You're a Japanese record promoter, trying to recruit cute teen anime-style girls, train them artistically, and make them "idols" -- the Western cultural analog would be, of course, that you're hyping manufactured boy bands. Idolcraft is built using RPG Maker, though, so it's an interesting combination of a classic console-style RPG, an adventure game, and a resource management sim. You run around town, trying to make friends with cute girls and persuade them to sign with your studio, then training them, and trying to release as many successful CDs and DVDs featuring them as possible before the timer runs out.
Meeting and recruiting each girl (there are 12 possibles) requires solving adventure game-style puzzles -- some inventory based, and some more convoluted (there's even a Sokoban-style puzzle in which you need to shove fans surrounding a girl out of the way in precisely the right order to get to and talk to her). Even once you've signed some "idols" however, you still need to train them up, which requires money, which you can gain by exploring the map and performing odd jobs at various places there.

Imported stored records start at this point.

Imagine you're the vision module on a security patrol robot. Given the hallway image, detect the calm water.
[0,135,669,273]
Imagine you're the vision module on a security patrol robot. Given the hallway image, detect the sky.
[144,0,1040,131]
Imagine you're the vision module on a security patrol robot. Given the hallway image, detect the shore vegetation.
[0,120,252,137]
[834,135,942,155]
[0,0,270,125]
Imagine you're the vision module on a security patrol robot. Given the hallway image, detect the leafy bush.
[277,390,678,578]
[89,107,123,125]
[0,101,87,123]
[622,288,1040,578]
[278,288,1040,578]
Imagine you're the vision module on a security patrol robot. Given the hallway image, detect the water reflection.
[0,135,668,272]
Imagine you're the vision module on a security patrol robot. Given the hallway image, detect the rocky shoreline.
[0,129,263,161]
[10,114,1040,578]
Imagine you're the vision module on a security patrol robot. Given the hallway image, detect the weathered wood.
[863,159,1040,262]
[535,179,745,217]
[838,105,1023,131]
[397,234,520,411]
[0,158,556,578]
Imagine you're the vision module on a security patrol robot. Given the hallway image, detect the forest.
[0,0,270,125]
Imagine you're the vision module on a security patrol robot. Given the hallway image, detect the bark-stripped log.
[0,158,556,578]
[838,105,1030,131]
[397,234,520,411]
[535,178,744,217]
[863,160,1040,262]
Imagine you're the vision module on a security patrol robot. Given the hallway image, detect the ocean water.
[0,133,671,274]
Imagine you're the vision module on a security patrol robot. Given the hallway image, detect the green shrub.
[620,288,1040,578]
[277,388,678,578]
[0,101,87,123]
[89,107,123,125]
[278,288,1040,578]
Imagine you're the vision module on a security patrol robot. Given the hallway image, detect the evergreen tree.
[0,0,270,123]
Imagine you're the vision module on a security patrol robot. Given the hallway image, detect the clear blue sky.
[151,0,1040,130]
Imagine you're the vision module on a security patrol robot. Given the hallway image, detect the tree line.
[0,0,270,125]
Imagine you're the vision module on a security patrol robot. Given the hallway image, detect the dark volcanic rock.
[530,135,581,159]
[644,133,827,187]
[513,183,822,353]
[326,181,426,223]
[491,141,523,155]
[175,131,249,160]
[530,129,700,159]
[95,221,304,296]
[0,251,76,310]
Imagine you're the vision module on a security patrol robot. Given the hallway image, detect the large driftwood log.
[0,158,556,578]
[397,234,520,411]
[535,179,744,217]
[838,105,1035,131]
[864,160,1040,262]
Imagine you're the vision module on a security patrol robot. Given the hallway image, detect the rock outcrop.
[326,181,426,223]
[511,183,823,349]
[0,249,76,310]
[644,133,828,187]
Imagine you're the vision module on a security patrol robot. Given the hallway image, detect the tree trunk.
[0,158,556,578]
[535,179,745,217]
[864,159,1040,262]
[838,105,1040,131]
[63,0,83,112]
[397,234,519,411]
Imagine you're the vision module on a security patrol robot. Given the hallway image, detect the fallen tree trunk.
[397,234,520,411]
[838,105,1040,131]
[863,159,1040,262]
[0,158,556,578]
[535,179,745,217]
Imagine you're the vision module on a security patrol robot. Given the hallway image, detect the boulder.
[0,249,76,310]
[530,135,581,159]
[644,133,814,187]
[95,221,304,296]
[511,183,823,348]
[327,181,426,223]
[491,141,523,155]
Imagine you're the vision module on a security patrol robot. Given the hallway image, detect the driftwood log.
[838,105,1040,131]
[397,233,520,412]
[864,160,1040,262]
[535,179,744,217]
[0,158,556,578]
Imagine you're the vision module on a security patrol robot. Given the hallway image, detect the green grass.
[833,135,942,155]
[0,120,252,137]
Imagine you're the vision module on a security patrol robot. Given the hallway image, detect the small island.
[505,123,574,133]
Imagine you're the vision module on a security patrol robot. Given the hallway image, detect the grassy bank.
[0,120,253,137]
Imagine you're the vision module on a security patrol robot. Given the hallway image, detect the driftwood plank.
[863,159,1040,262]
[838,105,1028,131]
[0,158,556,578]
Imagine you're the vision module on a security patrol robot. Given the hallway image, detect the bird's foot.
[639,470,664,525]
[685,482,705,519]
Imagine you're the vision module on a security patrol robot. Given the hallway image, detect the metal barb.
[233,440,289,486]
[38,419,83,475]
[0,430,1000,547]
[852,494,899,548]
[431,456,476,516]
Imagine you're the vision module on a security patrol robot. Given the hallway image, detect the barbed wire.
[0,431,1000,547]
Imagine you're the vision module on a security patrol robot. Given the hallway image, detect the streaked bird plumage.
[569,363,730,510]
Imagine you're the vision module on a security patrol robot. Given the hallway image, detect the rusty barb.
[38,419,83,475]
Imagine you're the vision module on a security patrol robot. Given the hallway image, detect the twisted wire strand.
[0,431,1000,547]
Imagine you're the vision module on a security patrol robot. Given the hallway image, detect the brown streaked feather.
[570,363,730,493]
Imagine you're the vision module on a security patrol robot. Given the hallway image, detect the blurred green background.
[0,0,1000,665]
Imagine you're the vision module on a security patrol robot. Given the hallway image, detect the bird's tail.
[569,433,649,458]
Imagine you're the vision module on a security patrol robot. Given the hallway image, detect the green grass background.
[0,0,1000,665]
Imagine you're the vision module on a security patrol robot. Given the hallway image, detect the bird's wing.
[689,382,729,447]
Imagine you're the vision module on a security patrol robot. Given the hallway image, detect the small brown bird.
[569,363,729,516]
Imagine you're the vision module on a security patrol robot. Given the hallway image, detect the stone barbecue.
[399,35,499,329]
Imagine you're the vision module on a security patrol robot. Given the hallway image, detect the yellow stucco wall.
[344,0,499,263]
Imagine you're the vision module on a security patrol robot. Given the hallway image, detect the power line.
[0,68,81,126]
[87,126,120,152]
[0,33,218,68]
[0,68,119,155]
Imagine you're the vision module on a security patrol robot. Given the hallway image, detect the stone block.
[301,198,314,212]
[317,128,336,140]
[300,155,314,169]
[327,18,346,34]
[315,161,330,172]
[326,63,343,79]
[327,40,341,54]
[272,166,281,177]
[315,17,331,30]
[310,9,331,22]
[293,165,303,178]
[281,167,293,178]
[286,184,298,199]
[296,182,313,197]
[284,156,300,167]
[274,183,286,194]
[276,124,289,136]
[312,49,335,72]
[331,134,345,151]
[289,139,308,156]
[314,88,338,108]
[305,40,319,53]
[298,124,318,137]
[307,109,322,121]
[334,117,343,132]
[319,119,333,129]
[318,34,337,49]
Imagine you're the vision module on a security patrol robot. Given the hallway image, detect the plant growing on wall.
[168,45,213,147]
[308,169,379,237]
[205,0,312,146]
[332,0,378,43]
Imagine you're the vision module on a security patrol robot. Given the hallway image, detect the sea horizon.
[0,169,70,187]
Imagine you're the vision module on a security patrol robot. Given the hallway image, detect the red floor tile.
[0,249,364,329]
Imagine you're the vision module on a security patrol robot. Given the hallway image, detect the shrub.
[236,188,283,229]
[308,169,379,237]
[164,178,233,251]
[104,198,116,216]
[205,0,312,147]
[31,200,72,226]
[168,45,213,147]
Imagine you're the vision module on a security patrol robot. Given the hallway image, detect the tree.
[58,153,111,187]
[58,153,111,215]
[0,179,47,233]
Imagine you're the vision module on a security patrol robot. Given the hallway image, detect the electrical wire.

RPG Maker is not a sophisticated development environment (move with the arrow keys, space for all object interactions, 16x16 sprites), but this is a quite original and sophisticated use of its limited capabilities (only Aveyond, of games I've seen, exploits it better); and, begorrah, it's fun to play.
Though the graphics and sound are Japanese, used with permission of their creators, the developer is American; I suspect Americans will find it "very Japanese," though I suspect Japanese people will find this American reflection of their own culture off-kilter in an amusing way (just as Miyazaki's depiction of European culture is, to my eyes, charmingly not quite right). But that's a digression; Goodman is using the tropes of an alien culture, but producing his own offbeat gameplay as a consequence, and good for him.














...the Western cultural
...the Western cultural analog would be, of course, that you're hyping manufactured boy bands...
In game terms, it sounds like the Western analogue could almost be Kudos: Rock Legends. It certainly seems to share some similar tropes, even if the play style is different.